Do you desire to conquer your fears?

My first thought:

We feel as if there is a moral or ethical obligation to be fearful.

For example, if my neighbor feels fearful and I don’t, my neighbor will guilt me for not being fearful. And as a consequence, I feel guilty for not being (as) fearful as him. Why? Social comparison. When my neighbor sees me as not being fearful as him, he feels small and belittled. He looks at me and says:

“How dare you not be as fearful as me! Do you think I am a wimp or stupid or something?”

Then my neighbor starts to educate me on why I should feel fearful and “educate” me on why I am a bad, evil, and unmoralistic person for not feeling fear. Because if I don’t feel fear, but my neighbor does … he feels like a coward. And nobody likes to feel like a coward (even when they are). Instead, they like to try to bring you down to their level, or even put you BENEATH their level in order to feel superior to you.

Let us not be fooled my friends — petty, small, and cowardly individuals want us to feel lesser than them. All humans desire ascendancy over one another.


Why I’m so privileged

The only real way to become Uber-fearless:

You must have experienced the school of the hard knocks.

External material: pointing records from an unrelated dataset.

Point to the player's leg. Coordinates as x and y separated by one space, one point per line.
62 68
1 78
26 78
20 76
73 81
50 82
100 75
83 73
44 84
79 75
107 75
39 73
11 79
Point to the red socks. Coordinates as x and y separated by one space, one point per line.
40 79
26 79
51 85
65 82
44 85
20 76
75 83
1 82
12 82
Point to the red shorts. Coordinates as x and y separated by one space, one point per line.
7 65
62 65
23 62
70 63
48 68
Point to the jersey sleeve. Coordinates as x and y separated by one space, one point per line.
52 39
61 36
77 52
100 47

I actually see my difficult upbringing as the ultimate privilege. Without my scars and trauma, I would have never become who I am today.

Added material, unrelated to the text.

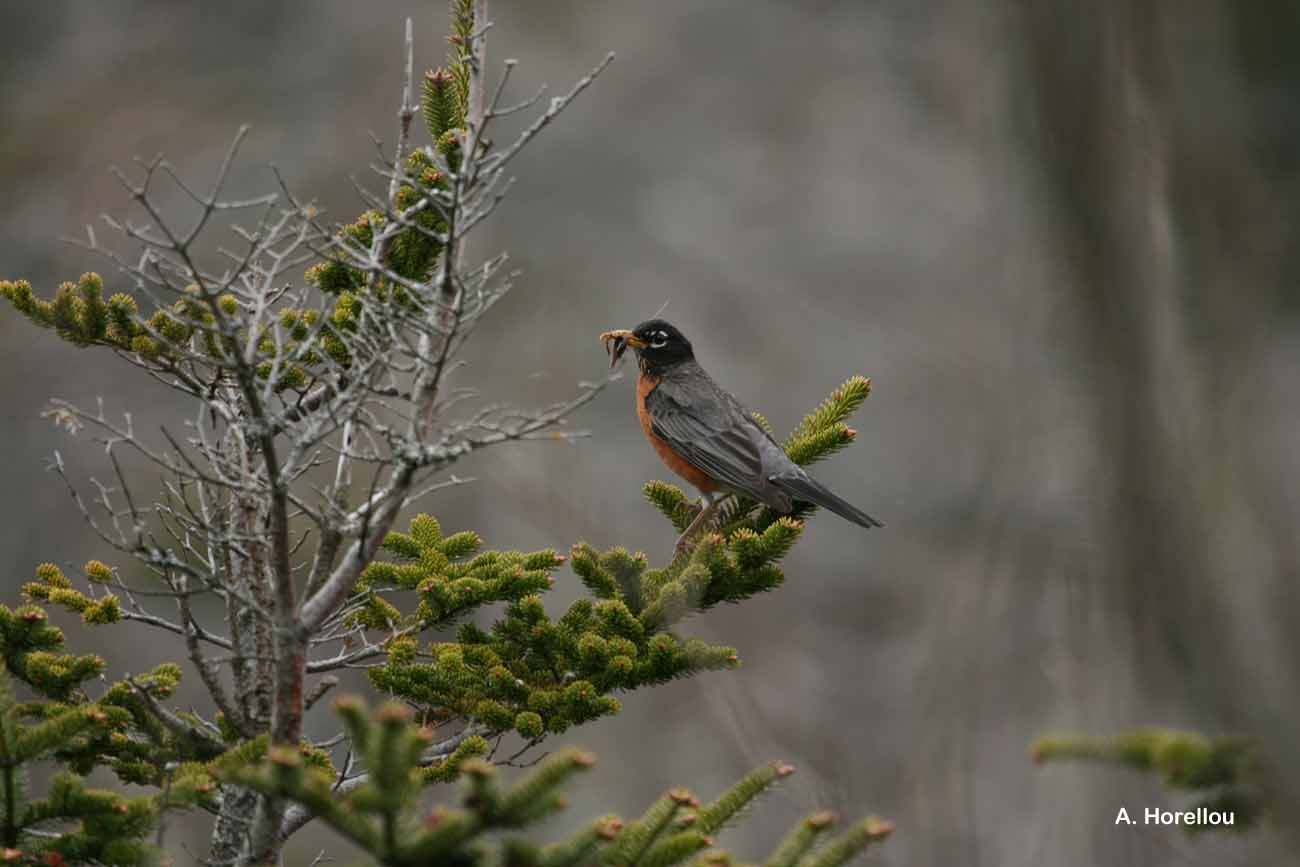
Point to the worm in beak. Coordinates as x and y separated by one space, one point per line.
618 342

Hardness, difficulty strengthens you. The thought:

Could JAY Z have ever become JAY Z without all the insanity he experienced as a child and youth growing up in the projects?

I think not. If JAY Z grew up in a cozy middle-class (or rich) family, he would have probably become another complacent youth.


My prescriptions:

Essentially my suggestion is this:

Physiologically toughen yourself in order to mentally toughen yourself.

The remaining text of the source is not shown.